Why was the unemployment rate of women higher? A survey conducted by the U.S. Bureau of Labor Statistics shows that more women are working in food preparation and serving related occupations. During the lockdown, restaurants are forced to close, some of them might need to furlough their staff to keep their business afloat, some unlucky ones might have to shut down their business. Retail is another area that is suffering greatly because of the pandemic and most of the retail sales positions are held by women.
What happens when the unemployment rate for women is rising? More women will be forced to stay at home and do unpaid work, such as childcare and household chores. Some of them will need to do freelance, part-time or temporary jobs which generally pay less to survive. All of this will widen the existing gender gap. This turmoil doesn’t end when the pandemic ceases as job-seeking has never been easy for women. We have more obstacles to overcome - gender-based discrimination, the gender pay gap, and inflexible work schedule, just to name a few.
Increased Unpaid Workload
For the women whose job isn’t affected by the pandemic, they might not be as lucky as it seems. During the lockdown, schools are closed and that means they have to take care of and homeschool their children. Working from home is no holiday, it is like doing two full-time jobs at the same time. Men might share some of the responsibilities but childcare and household chores traditionally fall on women’s shoulders. According to a survey in 2015, in the UK, women were spending more time doing household chores than men, they spent on average 7.28 hours a week on cooking and 4.67 hours on childcare. During the pandemic, it will not be surprising to see these figures have risen dramatically.The Institute for Fiscal Studies has surveyed nearly 3600 families in England between 29 April and 15 May 2020, one of their key findings is that mothers are spending less time on paid work but more time on household responsibilities.

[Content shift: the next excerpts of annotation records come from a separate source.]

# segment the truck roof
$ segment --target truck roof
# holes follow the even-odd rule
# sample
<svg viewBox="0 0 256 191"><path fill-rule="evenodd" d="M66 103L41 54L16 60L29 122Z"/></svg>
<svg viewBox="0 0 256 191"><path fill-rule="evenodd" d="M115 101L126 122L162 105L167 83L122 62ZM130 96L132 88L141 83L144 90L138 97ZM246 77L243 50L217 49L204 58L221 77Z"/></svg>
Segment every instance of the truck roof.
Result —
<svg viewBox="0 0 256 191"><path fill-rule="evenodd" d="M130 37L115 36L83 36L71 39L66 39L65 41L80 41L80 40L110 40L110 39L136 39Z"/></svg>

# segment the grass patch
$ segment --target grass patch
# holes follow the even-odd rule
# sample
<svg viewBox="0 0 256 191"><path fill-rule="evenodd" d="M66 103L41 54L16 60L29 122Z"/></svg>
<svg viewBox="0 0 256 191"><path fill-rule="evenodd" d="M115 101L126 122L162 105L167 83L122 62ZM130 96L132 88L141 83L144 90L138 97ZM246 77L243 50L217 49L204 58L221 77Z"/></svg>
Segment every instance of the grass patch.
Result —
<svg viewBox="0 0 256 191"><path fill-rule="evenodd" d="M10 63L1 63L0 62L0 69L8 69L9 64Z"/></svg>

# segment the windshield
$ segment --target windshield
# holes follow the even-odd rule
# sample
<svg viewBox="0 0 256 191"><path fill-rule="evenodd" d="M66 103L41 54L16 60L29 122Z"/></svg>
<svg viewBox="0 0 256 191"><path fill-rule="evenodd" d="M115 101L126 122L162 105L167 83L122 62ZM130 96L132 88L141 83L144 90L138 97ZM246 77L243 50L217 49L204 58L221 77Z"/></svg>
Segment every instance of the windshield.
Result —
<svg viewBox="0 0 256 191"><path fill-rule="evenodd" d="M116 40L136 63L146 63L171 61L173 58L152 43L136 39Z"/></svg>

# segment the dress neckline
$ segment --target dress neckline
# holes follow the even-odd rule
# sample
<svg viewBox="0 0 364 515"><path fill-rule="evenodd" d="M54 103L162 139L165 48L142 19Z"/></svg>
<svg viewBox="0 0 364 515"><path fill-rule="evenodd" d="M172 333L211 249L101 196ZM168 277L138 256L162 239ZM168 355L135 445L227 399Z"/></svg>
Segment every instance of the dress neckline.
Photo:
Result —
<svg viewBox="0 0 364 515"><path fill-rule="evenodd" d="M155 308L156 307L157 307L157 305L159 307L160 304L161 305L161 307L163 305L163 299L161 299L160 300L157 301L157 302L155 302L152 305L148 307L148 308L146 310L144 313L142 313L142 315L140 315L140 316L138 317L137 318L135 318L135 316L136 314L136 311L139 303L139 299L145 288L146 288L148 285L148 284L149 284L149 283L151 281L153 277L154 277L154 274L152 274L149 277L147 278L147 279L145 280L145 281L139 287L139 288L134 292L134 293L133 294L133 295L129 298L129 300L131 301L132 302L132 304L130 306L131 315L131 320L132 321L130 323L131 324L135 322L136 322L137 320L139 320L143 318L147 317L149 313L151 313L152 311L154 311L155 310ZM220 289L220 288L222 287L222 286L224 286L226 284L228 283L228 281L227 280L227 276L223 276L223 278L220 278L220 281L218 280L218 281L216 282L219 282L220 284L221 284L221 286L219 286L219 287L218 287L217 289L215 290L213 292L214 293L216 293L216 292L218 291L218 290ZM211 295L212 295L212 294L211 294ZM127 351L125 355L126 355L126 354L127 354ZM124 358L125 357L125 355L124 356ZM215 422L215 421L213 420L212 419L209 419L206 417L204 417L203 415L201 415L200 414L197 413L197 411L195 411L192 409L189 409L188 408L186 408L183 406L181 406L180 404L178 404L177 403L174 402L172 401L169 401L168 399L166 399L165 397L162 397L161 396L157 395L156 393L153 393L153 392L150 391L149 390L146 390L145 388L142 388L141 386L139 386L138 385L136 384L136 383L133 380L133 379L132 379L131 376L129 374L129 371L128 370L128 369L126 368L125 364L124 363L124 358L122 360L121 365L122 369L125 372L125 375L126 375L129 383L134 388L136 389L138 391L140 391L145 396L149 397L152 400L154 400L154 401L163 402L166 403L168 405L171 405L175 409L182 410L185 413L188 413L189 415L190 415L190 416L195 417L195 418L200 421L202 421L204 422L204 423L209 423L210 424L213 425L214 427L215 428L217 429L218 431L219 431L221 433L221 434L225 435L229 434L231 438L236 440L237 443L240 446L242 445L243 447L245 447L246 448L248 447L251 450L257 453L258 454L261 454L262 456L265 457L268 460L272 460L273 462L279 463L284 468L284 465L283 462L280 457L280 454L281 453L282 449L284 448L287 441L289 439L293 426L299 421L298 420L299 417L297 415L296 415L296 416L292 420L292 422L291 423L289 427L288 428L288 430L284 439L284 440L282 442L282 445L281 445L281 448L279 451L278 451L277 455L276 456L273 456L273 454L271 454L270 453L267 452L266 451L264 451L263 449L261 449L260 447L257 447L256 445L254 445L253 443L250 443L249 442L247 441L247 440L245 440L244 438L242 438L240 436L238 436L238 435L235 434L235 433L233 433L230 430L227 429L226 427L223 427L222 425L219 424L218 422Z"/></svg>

The increased unpaid workload doesn’t only take a toll on gender equality but also on women’s mental health.
The silver lining
The COVID-19 pandemic has caused a major setback for gender equality but the outlook might not be as gloomy as it seems. Because of the lockdown, lots of businesses are encouraging their staff to work from home - a way of working that many companies have never considered trying prior to the pandemic. Working from home could be beneficial to businesses as it would save the cost of renting office premises and other utility bills. For female job seekers, it would be easier for them to look for employment as they would not need to worry about their commute time to work. A working from home arrangement could also come with a flexible work schedule, all of this would make it easier for women to look after their family. In addition to this, they would be able to look for opportunities in other cities which would increase their chance to have gainful employment.
The current work from home situation also offers a chance for men to see how much unpaid work women have been doing. Being able to see or even experience first-handed how much women have been sacrificing for the family, could be a major turning point of changing the longstanding social norm. There is a possibility for a change in mindsets and better gender equality in the post COVID era. It is up to both men and women to adapt and change for a more just and equitable world.